Are you comfortable with telling any of your friends how you feel at all? You may find that they feel the same as you in some ways, even the people who seem to have everything are jealous as well! (Sometimes even more so, which is why they feel the need to talk about how good their lives are!)

Do you have any hobbies at all? If not maybe you should think of starting something...nothing big but just baking or sewing or something that you're interested in which would take your mind off things as well as give you something to talk about to everyone.

Hope you are ok :flower:

Thanks so much, I thought I would be very on my own here tbh.

I haven't told anyone other than my bf how I feel because I would hate to put any negative feelings onto my friends / colleague. I know that sounds daft but I have this thing that if you say how lucky they are bla bla bla then something bad might happen to them and I'd feel really responsible. Daft I know. I'm proud of my mates for what they've achieved and don't want them to know how jealous I am.

No hobbies really, I do need something, want to learn a Italian but I never get round to it. I did go to an adult ballet class last week which I enjoyed.

Do you know the more I talk about myself the more I realise how depressed I still am. I'm not as bad as I have been but there is still a big cloud over me a lot of the time.

I don't try anything new because I'm scared of failing, can't afford it, too tired etc. I'm 31 and I've been just getting by each for a good 4 years now. Life is seriously passing me by.

I haven't gone in to work today because of my jealously towards my colleague. Ridiculous.

I am loads better on the whole but I'm no where near where I should be.

The old me was out twice a week in the pub, loved shopping and getting dressed up, was quite outrageous at times, kind, happy. God I would love to be that person again.

You are definitely not on your own here :hugs:

Everyone has their down days, but sounds like it is most days for you :cry: have you been to see your doctor? You may think there's nothing they could do or that they'll just prescribe you pills and send you away but they could actually really help you!

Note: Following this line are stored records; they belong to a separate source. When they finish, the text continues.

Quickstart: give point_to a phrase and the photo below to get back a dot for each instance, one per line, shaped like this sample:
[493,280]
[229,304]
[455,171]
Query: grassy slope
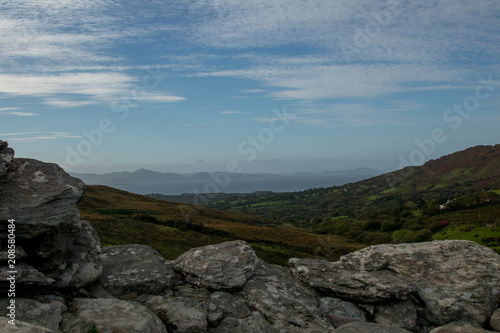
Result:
[114,214]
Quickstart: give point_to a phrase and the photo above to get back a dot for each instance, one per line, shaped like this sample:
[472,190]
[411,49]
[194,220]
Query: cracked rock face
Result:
[459,281]
[59,248]
[110,315]
[129,269]
[346,280]
[289,303]
[225,266]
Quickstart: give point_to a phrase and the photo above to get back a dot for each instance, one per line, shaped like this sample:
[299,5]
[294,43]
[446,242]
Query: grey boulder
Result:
[361,327]
[182,314]
[133,269]
[110,315]
[347,281]
[42,199]
[225,266]
[46,315]
[283,299]
[459,281]
[251,324]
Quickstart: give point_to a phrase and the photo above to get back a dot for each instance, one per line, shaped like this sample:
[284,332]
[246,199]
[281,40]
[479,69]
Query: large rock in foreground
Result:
[225,266]
[345,280]
[283,299]
[459,281]
[110,315]
[59,248]
[133,269]
[369,328]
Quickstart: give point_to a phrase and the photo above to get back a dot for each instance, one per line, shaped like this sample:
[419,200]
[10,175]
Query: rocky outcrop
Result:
[495,320]
[458,281]
[459,329]
[369,328]
[224,266]
[110,315]
[6,156]
[46,315]
[282,298]
[438,287]
[132,270]
[58,249]
[345,280]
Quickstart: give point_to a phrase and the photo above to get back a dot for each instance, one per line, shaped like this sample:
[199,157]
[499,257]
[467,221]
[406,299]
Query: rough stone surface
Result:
[222,305]
[282,298]
[183,314]
[347,281]
[340,308]
[361,327]
[251,324]
[22,327]
[20,254]
[495,320]
[42,199]
[402,314]
[6,156]
[129,269]
[225,266]
[110,315]
[459,281]
[27,275]
[459,329]
[43,314]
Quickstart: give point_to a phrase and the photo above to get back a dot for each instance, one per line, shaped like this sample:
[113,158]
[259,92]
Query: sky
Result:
[247,86]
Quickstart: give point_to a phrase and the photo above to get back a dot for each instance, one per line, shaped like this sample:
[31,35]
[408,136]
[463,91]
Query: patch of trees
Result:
[183,225]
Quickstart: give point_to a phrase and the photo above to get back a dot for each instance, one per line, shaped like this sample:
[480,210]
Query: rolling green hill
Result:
[173,228]
[412,204]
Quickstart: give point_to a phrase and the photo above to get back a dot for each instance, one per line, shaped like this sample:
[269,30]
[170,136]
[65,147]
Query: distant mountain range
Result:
[142,176]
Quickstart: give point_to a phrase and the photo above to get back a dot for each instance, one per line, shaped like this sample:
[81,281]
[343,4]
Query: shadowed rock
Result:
[110,315]
[225,266]
[459,281]
[360,327]
[42,199]
[133,269]
[345,280]
[289,303]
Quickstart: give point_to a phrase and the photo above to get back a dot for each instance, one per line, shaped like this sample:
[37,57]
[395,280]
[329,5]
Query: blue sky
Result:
[273,86]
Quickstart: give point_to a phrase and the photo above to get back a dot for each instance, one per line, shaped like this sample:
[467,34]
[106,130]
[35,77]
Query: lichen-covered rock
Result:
[360,327]
[47,315]
[22,327]
[459,329]
[337,307]
[495,320]
[6,156]
[225,266]
[183,314]
[110,315]
[251,324]
[347,281]
[27,275]
[133,269]
[459,281]
[282,298]
[402,314]
[222,305]
[42,198]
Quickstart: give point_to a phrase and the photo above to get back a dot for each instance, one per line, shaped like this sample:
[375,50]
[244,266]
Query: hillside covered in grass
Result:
[439,200]
[173,228]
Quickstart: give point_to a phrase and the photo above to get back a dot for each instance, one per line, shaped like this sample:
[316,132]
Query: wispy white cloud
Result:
[18,114]
[231,112]
[38,136]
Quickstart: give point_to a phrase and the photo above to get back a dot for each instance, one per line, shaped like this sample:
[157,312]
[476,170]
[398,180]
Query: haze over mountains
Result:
[144,181]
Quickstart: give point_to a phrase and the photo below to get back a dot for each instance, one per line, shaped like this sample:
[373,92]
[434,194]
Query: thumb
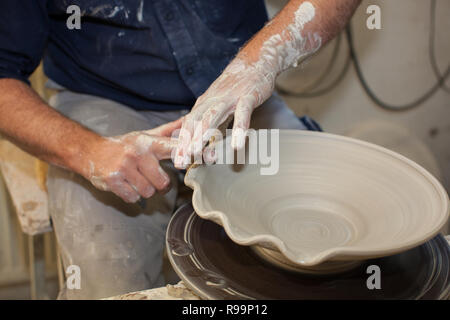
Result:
[166,129]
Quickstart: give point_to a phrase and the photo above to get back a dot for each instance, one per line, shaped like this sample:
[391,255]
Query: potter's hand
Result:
[129,166]
[238,91]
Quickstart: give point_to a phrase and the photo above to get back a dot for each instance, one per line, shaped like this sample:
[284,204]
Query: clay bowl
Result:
[333,199]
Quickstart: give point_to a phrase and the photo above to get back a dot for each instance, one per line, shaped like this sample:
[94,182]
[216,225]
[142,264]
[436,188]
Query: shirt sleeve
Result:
[24,29]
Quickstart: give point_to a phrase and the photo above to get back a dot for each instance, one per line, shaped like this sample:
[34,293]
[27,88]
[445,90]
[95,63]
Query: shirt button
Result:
[169,16]
[190,71]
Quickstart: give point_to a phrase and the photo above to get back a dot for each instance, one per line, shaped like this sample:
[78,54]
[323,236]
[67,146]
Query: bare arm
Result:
[300,29]
[127,165]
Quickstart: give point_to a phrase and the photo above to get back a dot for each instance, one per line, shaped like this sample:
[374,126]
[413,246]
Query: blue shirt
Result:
[147,54]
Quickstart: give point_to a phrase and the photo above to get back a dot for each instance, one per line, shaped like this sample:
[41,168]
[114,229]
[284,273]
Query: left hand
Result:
[238,90]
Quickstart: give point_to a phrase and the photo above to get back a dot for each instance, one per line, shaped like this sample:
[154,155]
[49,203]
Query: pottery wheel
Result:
[215,267]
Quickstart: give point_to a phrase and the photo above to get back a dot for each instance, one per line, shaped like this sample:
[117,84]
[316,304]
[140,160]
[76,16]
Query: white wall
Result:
[396,65]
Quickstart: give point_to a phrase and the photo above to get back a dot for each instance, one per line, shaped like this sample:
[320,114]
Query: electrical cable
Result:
[352,57]
[373,96]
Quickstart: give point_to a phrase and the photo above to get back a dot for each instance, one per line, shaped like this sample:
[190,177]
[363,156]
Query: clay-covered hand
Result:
[237,91]
[128,165]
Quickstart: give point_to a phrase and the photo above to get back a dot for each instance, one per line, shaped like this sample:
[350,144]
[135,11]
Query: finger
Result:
[163,147]
[139,183]
[211,119]
[122,189]
[166,129]
[242,117]
[182,158]
[150,168]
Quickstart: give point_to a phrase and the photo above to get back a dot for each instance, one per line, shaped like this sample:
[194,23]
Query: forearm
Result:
[298,30]
[40,130]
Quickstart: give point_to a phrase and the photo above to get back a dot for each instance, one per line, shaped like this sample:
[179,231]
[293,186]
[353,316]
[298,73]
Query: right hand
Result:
[128,165]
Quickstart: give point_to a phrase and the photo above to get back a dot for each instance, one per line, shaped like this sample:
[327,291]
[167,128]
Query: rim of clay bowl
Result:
[335,253]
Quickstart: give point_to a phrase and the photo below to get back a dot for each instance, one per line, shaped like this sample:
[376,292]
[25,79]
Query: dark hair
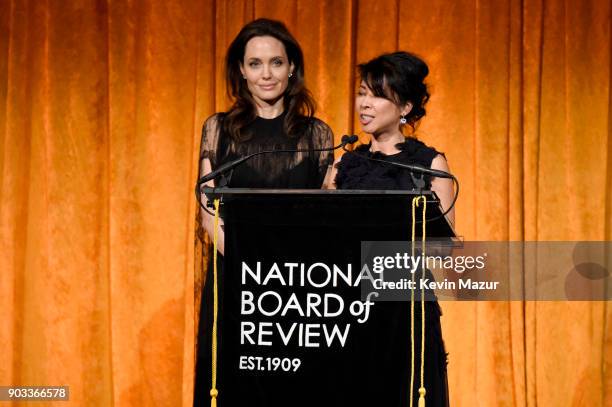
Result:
[297,99]
[399,78]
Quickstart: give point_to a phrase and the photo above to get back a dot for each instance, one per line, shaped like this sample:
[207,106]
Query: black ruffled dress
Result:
[357,172]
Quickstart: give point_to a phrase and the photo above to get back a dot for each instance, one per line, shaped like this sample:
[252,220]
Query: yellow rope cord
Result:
[415,204]
[422,388]
[213,390]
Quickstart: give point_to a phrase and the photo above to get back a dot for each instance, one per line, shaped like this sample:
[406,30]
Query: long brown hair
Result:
[297,100]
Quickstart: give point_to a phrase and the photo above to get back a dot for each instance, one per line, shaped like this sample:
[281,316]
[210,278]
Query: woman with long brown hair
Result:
[272,110]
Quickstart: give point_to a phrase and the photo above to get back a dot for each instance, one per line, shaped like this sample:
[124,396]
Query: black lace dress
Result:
[356,172]
[302,170]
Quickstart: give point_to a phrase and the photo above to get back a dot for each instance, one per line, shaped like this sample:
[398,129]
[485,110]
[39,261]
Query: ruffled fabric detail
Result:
[357,172]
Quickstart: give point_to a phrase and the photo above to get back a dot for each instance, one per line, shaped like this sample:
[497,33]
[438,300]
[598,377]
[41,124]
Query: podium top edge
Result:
[262,191]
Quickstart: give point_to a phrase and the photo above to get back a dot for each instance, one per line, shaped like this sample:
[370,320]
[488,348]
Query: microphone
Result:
[346,139]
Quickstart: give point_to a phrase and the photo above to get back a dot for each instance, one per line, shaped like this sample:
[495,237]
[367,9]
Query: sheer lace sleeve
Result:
[209,143]
[323,137]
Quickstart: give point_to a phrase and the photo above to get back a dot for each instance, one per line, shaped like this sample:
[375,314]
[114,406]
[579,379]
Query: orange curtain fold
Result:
[101,107]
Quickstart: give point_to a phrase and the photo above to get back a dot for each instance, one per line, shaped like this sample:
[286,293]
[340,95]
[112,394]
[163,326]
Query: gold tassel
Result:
[213,397]
[213,390]
[422,397]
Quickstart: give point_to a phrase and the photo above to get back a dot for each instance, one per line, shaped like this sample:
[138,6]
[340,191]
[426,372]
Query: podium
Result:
[293,328]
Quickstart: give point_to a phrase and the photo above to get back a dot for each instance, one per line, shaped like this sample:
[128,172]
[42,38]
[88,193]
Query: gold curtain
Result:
[101,104]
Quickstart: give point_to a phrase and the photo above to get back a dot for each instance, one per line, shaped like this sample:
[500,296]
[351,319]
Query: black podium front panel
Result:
[293,329]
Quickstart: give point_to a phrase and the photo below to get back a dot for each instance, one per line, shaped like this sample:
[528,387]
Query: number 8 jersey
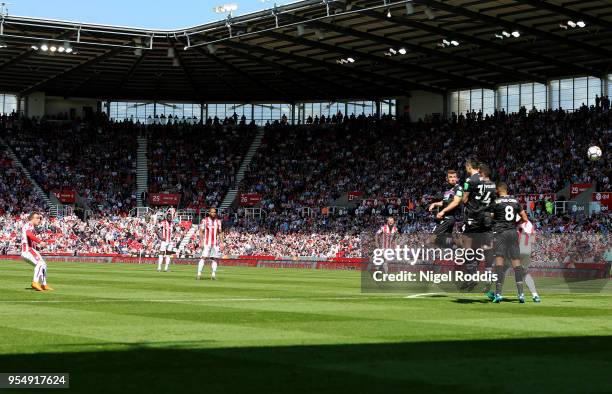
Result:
[506,212]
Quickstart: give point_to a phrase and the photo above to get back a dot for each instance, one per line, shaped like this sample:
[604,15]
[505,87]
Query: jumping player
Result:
[450,200]
[211,236]
[165,235]
[31,255]
[477,196]
[507,214]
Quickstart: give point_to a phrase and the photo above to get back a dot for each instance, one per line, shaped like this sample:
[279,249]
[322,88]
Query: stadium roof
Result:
[301,51]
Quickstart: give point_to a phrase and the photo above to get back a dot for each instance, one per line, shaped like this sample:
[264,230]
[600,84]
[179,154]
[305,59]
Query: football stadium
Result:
[319,196]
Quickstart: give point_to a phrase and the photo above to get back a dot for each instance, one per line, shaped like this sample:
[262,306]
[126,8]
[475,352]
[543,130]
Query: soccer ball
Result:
[594,153]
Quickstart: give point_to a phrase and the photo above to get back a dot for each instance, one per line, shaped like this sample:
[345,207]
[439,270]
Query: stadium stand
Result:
[198,161]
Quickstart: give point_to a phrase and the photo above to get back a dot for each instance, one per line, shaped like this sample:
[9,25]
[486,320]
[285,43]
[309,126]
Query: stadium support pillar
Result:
[292,114]
[35,104]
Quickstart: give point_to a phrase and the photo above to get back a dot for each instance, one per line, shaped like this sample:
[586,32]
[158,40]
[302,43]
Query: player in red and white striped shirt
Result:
[211,237]
[29,253]
[165,235]
[386,238]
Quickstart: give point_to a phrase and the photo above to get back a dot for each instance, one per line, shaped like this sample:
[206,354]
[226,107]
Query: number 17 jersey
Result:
[481,194]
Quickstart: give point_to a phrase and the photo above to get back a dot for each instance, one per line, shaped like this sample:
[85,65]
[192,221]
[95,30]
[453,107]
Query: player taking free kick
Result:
[211,237]
[31,255]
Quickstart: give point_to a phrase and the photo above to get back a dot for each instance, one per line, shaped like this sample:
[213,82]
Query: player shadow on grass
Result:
[405,367]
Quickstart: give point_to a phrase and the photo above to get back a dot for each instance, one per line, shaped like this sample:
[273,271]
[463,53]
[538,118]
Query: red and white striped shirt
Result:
[28,238]
[387,236]
[211,228]
[166,228]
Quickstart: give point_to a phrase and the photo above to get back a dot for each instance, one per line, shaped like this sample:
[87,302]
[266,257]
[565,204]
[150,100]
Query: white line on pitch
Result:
[194,300]
[422,295]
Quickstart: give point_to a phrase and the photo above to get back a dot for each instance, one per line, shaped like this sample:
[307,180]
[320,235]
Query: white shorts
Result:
[32,257]
[211,251]
[166,247]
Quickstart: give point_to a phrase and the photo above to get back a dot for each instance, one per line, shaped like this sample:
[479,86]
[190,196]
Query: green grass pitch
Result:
[126,328]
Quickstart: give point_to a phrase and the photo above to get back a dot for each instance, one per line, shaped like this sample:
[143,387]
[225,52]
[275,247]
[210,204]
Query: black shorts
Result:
[445,226]
[473,225]
[505,244]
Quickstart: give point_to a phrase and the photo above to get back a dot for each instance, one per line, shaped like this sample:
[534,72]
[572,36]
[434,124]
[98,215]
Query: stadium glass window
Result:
[553,92]
[594,89]
[502,98]
[571,93]
[140,111]
[539,96]
[8,103]
[488,102]
[566,94]
[514,92]
[464,101]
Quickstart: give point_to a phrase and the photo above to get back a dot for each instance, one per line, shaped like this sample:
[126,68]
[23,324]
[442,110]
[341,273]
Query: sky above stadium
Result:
[152,14]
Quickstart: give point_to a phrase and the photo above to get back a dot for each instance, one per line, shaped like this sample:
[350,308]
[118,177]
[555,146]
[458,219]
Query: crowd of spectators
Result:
[199,161]
[16,194]
[393,163]
[395,167]
[97,162]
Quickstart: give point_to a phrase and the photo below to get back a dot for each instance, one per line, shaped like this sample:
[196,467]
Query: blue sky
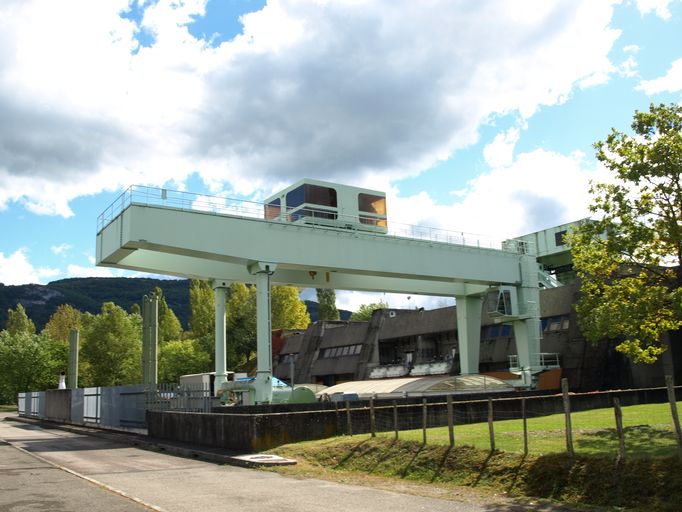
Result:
[477,117]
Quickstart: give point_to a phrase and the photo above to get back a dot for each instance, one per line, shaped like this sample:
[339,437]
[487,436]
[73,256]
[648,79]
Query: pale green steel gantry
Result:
[193,236]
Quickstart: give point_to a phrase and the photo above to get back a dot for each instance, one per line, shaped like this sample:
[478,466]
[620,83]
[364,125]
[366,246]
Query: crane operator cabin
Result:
[313,202]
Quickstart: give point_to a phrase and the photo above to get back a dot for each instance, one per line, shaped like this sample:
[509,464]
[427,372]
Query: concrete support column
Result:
[468,332]
[73,359]
[220,296]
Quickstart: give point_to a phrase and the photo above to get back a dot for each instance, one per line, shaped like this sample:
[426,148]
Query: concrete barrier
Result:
[241,430]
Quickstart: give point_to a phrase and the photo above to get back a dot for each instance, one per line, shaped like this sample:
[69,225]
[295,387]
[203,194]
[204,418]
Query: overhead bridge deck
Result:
[223,240]
[194,236]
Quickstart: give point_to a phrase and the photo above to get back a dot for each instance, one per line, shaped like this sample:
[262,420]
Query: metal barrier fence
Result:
[121,407]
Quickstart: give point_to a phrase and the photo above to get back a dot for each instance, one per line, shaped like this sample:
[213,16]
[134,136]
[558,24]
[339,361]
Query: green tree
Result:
[326,298]
[169,325]
[59,326]
[288,310]
[629,260]
[202,308]
[364,312]
[112,347]
[28,362]
[19,322]
[180,357]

I know that when I'm having a down day all I want to do is sit inside in my pj's and watch tv, but it really helps if I make the effort to shower, put on some make up and get out the house (even if it's just a walk around the block!) It really can just clear your mind a bit and make everything feel a bit better :thumbup:
 
You're not a horrible person; you're self-conscious and have other peoples' fortune rubbed in your face. That IS frustrating. But it doesn't have to define you. Happens to the best of us.


If your friends love you, they love you for YOU
, not for your performance, your money, your career, your looks, or things like that. If they don't, they're not worth it. YOU, in rags, with a lump on your nose, fat, broke and smelly, will still be loved by true friends.
If you have attracted false friends or simple admirers (thinking you're a great artist doesn't mean they think you're a great person, for example), then I know letting them go is scary because a false friend seems better than none, but you deserve better and you will find if you give it a chance.

Colleagues? Meh, so what. As long as you earn enough for YOU, what's it matter how much they make? Tell you a secret? In college I was the richest kid, but I wasn't the happiest. Rich people tend to attract mooches and make people with less feel self-conscious while they'd love to befriend them.

Just make an effort to achieve what YOU want, not what others have. I used to want a lot of things others had, but instead I've turned out me, and me has problems and isn't the happiest person, but me is still great for what me is and has. I have a lot to build on, a lot of qualities, and so do you, as everyone else. Just put those qualities into action. Find inspiration in music, by going to a crowded place and watching people, whatever. You'll find you're not too shabby :thumbup:

You are you, you can never be anyone but you. But you can be the best you there is, and put your you out there, because whatever you are, you are unique and a contribution as-is. If you were like others, what'd that do to your worth? Being a slice of the same pizza as 7 others, makes you half as interesting as if you were the olives on the side.